Erstellt am 25. November 2015, 05:13

von David Aichinger

Rein ins Geschehen. Am Dienstag sollte Adnan Mravac schon das erste Mal für Mannsdorf eingelaufen sein. Sein Coach ist erfreut.

Applaus, Applaus. Präsident Wolfgang Macho (rechts) und sein SC Mannsdorf landeten mit Adnan Mravac einen Transfercoup und haben nun einen weiteren Ex-Profi in ihren Reihen.  |  NOEN, David Aichinger/Archiv

Nach Saisonende ging also alles ganz schnell. Ex-Profi Adnan Mravac, der nach einer Karrierepause schon mehrere Wochen in Mannsdorf mittrainiert hatte, unterschrieb einen Vertrag bis Sommer und verstärkt die Reihen des Herbstmeisters damit weiter.

Am Dienstag sollte der 33-Jährige auch schon sein Debut für die Marchfelder feiern – im Test bei der Wiener Viktoria, der letzten Freiluft-Einheit 2015. Für „45 bis 60 Minuten“, wie sein neuer Coach Christian Prehsel ankündigte. Der ist natürlich auch erfreut über die Verpflichtung: „Adnan hat lange nicht gespielt, aber die Erfahrung nimmst du ihm nicht mehr weg.

Er hat ein ausgezeichnetes Auge, einen super ersten Pass, ist körperlich robust und hat sich auch sehr schnell integriert“, so Prehsel, der von letzterem Punkt aber gar nicht so überrascht war: „Wenn jemand Qualität mitbringt, geht dieser Prozess im Normalfall schneller als sonst.“ Abseits von Mravac bekam der Trainer auch von einem anderen Innenverteidiger positive Nachrichten: Andreas Gradinger hat grünes Licht vom Neurologen, wieder Fußball zu spielen.

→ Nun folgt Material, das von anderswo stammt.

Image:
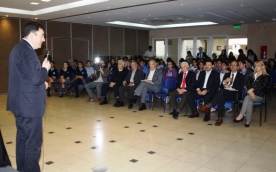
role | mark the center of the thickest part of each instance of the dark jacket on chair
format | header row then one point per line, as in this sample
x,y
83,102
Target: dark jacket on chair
x,y
212,83
190,81
238,83
138,76
156,79
259,85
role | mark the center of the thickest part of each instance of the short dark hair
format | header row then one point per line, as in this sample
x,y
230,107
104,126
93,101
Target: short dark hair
x,y
31,27
210,61
242,61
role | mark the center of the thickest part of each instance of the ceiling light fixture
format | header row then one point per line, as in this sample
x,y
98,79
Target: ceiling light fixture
x,y
34,3
161,26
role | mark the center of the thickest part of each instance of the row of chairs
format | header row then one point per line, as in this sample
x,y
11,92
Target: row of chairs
x,y
169,83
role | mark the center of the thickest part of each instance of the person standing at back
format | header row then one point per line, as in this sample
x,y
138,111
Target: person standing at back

Prehsel will ihm nach der schweren Kopfverletzung aber Zeit geben: „Wir wollen ihn, in Abstimmung mit ihm selbst, langsam heranführen. Mal schauen, wie es beim Training geht und ob er sich in die Zweikämpfe traut.“ Falls Probleme auftreten sollten, ist die Position mit Mravac nun jedenfalls mehrfach abgesichert.

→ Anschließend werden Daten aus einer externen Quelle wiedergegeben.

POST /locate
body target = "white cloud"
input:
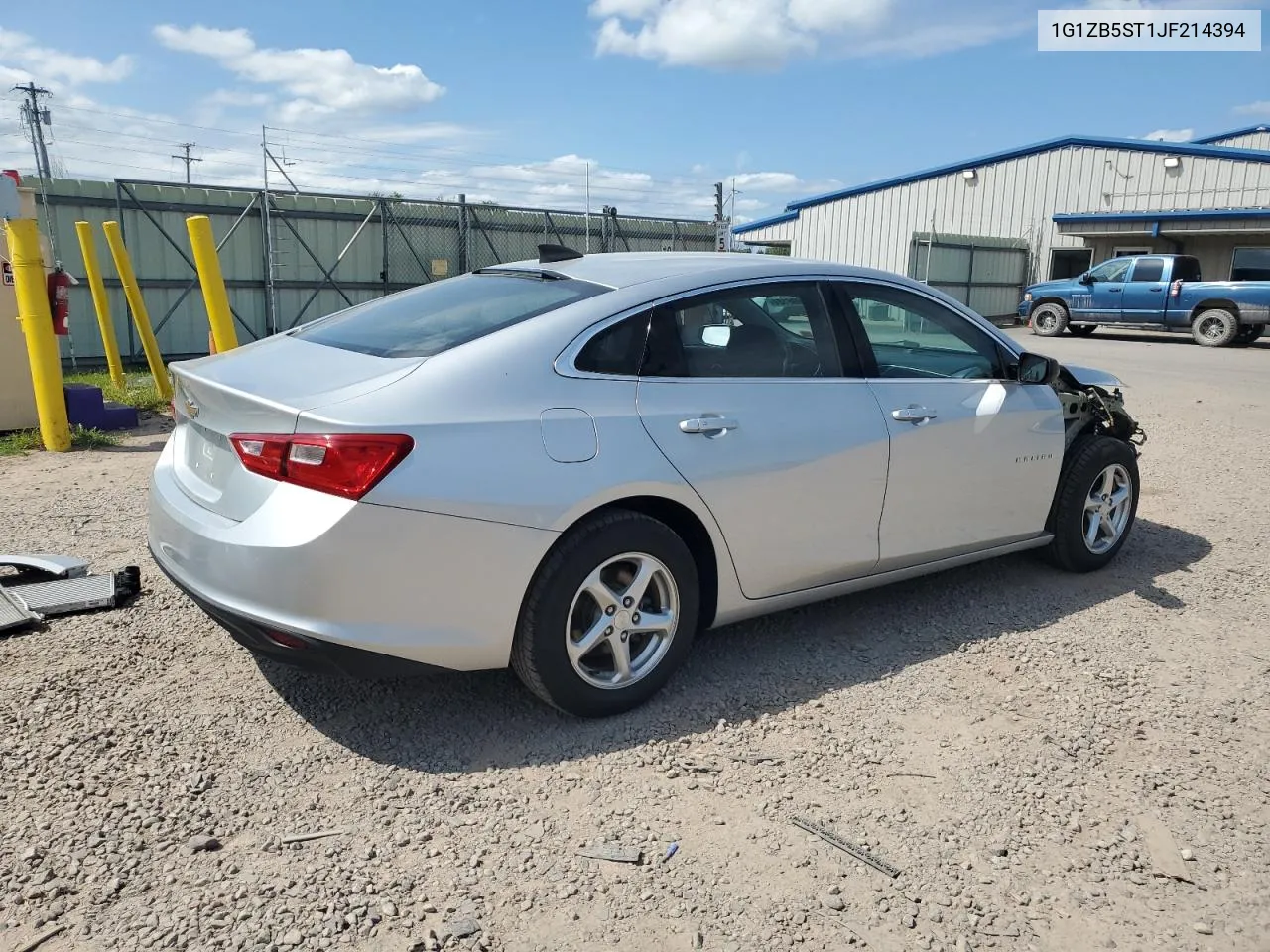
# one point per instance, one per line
(765, 35)
(766, 181)
(356, 151)
(318, 82)
(18, 50)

Prehsel: „Das war nötig. Die letzten vier Runden haben wir ohne gelernten Innenverteidiger gespielt. Das hat dann Auswirkungen in allen Mannschaftsbereichen.“ Ob weitere Neue kommen, ist noch offen, der Wunsch nach Offensivoptionen ist jedenfalls da. Bei Vasil Kuleski, der kaum spielte, dürften die Zeichen hingegen auf Abschied stehen.